Amtliche Abkürzung: HmbSÜGG
Referenz: 120-2

Abschnitt: Fünfter Abschnitt – Sonderregelung bei Sicherheitsüberprüfungen für nicht-öffentliche Stellen
 

§ 26 HmbSÜGG – Sicherheitserklärung

(1) Abweichend von § 13 Absatz 6 leitet die Betroffene oder der Betroffene ihre oder seine Sicherheitserklärung der nicht-öffentlichen Stelle zu, in der sie oder er beschäftigt ist. Im Falle der Einbeziehung von einzubeziehenden Personen nach §2 Absatz 2 fügt sie oder er deren oder dessen Zustimmung bei. Die nicht-öffentliche Stelle prüft die Vollständigkeit und Richtigkeit der Angaben und darf, soweit dies erforderlich ist, die Personalunterlagen beiziehen. Sie gibt die Sicherheitserklärung an die zuständige Stelle weiter und teilt dieser vorhandene sicherheitserhebliche Erkenntnisse mit.

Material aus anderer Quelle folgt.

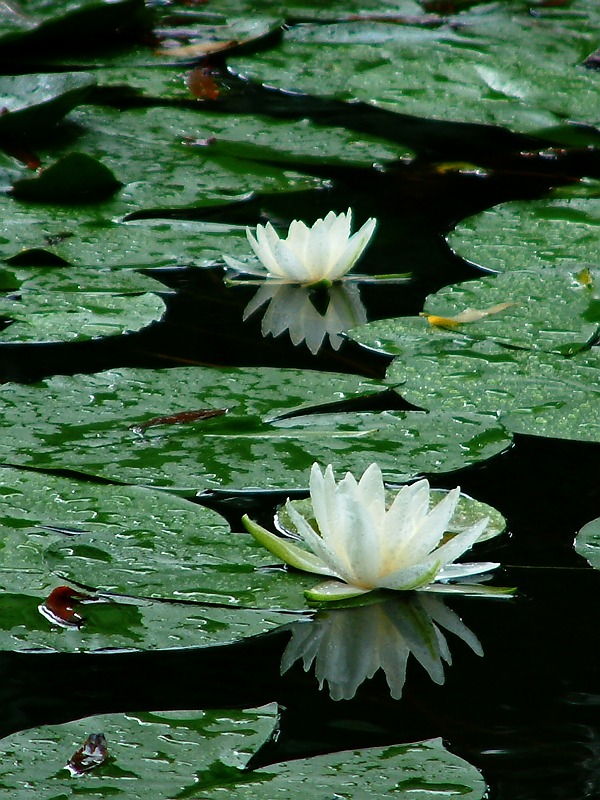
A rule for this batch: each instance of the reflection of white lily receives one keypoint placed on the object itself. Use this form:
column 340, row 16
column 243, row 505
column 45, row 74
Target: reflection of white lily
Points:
column 291, row 308
column 322, row 253
column 348, row 646
column 365, row 545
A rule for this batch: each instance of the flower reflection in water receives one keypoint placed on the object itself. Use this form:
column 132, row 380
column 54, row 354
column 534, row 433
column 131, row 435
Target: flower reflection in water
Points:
column 308, row 314
column 348, row 646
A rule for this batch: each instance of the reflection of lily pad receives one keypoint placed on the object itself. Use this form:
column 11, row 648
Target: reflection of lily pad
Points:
column 205, row 753
column 537, row 393
column 89, row 423
column 68, row 316
column 522, row 235
column 132, row 541
column 546, row 310
column 467, row 513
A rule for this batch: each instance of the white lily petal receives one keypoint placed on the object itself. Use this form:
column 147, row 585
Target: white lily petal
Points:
column 461, row 542
column 371, row 494
column 323, row 252
column 263, row 250
column 321, row 496
column 317, row 251
column 298, row 238
column 335, row 567
column 352, row 251
column 431, row 530
column 358, row 538
column 414, row 577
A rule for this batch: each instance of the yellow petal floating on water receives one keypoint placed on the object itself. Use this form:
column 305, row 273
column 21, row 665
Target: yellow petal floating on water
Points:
column 468, row 315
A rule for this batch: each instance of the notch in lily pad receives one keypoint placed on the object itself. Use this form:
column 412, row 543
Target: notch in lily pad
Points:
column 34, row 103
column 75, row 178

(2) Abweichend von Absatz 1 kann die Betroffene oder der Betroffene ihre oder seine Sicherheitserklärung unmittelbar der zuständigen Stelle zuleiten; darüber ist die Betroffene oder der Betroffene zu belehren. In diesem Fall prüft die zuständige Stelle die Vollständigkeit und Richtigkeit der Angaben unter Berücksichtigung sicherheitserheblicher Erkenntnisse, die ihr von der nicht-öffentlichen Stelle übermittelt worden sind. Verfährt die Betroffene oder der Betroffene nach Satz 1, so darf diese Tatsache weder bei der Sicherheitsüberprüfung oder Wiederholungsüberprüfung noch im Rahmen des Dienst- oder Arbeitsverhältnisses mit der nicht-öffentlichen Stelle zu ihrem oder seinem Nachteil berücksichtigt werden.